To answer your query shortly: No, it’s pretty unlikely that you made a mistake. Bookmakers adjust odds according to market pressure and expectations. So, if your backtesting shows good results then the future is likely to bring good results too. Just be very careful and adhere to a strict staking plan.
Dear Soccer widow, is it possible to get systems from HDAFU simulation table using quartiles in the IPHOAO section?
Dear Odoo, you can certainly try but to be honest, I do not know. This particular scenario I have not analysed and, therefore, I cannot say if it works or not. Sorry.

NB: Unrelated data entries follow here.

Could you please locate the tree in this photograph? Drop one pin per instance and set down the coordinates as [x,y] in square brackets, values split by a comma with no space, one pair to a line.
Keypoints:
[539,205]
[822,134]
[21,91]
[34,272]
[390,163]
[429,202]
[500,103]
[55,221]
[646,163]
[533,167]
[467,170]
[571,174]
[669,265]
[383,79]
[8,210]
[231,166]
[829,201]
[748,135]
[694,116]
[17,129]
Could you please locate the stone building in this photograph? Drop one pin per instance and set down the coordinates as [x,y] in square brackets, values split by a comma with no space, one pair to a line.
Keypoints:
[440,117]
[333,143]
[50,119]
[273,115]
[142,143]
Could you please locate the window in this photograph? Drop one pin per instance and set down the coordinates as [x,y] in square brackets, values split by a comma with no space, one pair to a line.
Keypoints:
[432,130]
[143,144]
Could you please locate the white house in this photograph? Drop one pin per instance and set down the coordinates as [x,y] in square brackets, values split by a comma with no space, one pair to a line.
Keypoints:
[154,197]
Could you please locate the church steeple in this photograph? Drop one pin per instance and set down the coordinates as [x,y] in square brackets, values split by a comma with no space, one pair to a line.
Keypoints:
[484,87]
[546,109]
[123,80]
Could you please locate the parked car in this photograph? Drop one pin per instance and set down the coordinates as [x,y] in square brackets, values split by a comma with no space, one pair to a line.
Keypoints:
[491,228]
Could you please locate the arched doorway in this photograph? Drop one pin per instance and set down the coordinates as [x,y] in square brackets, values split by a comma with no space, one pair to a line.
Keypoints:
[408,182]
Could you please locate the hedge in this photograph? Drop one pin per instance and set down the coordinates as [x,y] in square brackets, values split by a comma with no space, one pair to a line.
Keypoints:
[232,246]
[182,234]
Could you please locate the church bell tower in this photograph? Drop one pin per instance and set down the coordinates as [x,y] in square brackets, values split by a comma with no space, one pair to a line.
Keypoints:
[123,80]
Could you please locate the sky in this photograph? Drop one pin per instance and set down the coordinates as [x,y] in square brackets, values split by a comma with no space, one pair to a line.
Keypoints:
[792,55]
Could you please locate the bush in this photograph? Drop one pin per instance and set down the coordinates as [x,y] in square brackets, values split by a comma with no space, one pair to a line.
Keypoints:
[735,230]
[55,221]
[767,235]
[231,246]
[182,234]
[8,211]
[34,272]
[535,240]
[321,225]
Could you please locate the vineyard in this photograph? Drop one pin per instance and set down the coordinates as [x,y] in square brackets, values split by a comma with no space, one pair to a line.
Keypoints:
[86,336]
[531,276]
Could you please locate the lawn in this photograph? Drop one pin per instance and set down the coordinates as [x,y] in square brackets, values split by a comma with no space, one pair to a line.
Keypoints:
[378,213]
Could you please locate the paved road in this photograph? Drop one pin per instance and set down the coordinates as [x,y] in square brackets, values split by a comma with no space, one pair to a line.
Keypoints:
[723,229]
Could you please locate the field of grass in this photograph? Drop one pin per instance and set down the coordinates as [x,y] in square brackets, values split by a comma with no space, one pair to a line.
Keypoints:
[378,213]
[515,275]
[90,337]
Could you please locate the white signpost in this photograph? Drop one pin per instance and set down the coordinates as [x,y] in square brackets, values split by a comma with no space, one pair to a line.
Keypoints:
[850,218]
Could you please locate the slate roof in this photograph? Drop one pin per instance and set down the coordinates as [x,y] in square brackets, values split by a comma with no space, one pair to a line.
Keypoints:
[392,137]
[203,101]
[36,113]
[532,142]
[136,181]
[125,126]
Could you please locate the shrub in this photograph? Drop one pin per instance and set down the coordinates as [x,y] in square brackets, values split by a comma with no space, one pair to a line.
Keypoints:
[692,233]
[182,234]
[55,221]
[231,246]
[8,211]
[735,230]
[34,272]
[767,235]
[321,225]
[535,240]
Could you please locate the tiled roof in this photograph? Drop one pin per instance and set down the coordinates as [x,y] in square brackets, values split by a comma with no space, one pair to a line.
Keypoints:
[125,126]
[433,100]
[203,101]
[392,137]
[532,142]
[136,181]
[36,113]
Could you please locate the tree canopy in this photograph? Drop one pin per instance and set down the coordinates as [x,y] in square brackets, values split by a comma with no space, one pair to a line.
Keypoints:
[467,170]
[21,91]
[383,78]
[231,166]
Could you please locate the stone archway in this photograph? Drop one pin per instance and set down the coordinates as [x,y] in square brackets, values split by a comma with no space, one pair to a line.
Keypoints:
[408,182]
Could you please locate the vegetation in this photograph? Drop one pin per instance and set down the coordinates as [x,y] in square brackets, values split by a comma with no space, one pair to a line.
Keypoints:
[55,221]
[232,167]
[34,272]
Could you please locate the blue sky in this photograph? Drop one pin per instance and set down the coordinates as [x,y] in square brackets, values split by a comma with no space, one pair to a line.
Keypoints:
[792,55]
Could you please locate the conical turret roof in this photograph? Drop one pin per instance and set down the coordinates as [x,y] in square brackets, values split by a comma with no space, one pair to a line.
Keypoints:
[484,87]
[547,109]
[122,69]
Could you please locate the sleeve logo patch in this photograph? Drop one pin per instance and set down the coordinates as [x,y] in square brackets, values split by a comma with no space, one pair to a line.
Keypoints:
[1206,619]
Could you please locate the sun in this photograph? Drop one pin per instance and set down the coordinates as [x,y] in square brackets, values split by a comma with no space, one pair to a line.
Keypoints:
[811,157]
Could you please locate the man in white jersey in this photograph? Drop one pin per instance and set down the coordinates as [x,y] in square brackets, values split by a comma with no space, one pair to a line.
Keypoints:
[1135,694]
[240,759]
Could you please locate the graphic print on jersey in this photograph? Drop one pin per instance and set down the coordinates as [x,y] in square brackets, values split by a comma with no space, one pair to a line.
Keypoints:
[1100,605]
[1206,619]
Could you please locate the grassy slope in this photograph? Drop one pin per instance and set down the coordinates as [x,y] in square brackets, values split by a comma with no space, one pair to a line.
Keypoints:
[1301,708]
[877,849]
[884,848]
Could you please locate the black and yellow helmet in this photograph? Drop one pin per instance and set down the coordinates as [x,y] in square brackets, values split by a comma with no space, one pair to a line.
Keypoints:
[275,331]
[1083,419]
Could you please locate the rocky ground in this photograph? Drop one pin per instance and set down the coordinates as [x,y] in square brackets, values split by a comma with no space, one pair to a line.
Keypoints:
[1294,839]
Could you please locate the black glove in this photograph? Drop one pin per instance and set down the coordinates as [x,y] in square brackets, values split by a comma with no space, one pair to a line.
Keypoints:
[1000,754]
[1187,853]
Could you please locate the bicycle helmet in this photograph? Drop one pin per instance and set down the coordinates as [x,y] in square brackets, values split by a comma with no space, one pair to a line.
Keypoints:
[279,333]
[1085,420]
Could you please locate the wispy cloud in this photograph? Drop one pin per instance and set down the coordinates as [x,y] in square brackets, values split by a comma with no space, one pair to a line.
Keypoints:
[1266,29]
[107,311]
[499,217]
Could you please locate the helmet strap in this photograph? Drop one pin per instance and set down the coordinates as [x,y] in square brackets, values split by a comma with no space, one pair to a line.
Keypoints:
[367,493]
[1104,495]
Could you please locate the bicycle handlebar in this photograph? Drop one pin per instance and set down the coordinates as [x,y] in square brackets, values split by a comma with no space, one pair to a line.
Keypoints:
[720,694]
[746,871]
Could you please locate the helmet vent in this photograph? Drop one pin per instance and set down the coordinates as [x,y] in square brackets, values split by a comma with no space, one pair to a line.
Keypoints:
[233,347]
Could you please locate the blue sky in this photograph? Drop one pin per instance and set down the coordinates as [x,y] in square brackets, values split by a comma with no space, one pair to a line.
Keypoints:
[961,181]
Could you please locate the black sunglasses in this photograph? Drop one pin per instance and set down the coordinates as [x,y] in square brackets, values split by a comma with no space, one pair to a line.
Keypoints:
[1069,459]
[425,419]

The Inflectionpoint HDAFU tables provide such a plethora of information and different angles that the quartile approach may be well worthwhile to explore.
Have a very Happy Xmas and good luck with your betting!
Hi? I’ve purchased the 2011-16 winter league campaign. I want to know how you compute the odds rank* column.
Hi Odoo,
Firstly, Excel can only cope with 200 markers for a graph.
The Inflection Points graph in your spreadsheet is powered by data from the Odds Rank column.
If you sort the data (rows 6:1833) by the odds column L (smallest to largest), you will see that the odds rank numbers in column B then line-up in batches from 1-200.
To assign the 200 groups of numbers it is merely a case of dividing the total number of data sets by 200. In this case, 1,828 matches divided by 200 provides roughly nine matches per batch (rank).
I hope this answers your question and helps you to understand how Excel graphs work.
Thanks for your question and all the best for now!